In a previous newsletter, I mentioned ubuntu and its much-needed influence in our society and school. I recently came across the following article by Anna Davies, who has created The Ubuntu Project, a film inspired by the South African philosophy of interdependence.

An extract:

“To me, ubuntu is really about recognising and celebrating the uniqueness that exists in all people, while appreciating what is shared – our basic needs, basic wants, human tendencies, human rights, feelings and emotions and, most importantly, our value as members of the same human race.

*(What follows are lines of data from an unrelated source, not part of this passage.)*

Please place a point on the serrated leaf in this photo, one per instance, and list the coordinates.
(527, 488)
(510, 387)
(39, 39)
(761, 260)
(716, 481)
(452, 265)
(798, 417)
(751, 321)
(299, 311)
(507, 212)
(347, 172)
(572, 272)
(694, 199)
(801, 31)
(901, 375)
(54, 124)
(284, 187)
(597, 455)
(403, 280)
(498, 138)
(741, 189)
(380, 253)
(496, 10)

“With The Ubuntu Project, my aim has been to encourage connections between people who might usually see one another as ‘different’. The idea is to enhance that experience of compassion and openness.

“While ubuntu is a South African concept, it’s certainly not unique to South Africa.

“In my experience, the absence of ubuntu in action is perhaps a symptom of the increase in pressure and stress a lot of people living in the modern world are facing. With pressures to succeed and achieve, and the stress of our fast-paced, always-busy modern lives, many of us are living in a chronic state of ‘fight or flight’.

“There’s a ceaseless fear of not being good enough. Whether that means having enough money, enough friends, enough possessions, enough likes or followers on social media, enough hobbies, enough love, enough worthiness. Whatever we define ‘enough’ to be, we’re afraid of not having it.

“Consequently, a lot of us are living in ‘survival mode’. We become preoccupied with feeling safe through self-preservation. In doing so, we can lose perspective and it becomes more difficult for us to connect with others and the world around us.

“Ubuntu brought me to the realisation that, as people, we’re always better when we’re together. Whether that is in collaborating with others on projects, seeking support from others when we need it, or simply spending time and engaging in conversation with others. It is through others that we come to know ourselves.

“Having made this film about human connection, I have more of this sense that we’re all just people, each of us with our own stories – and there’s something to be learnt from everyone. There’s always some common ground – that’s what being human is all about.”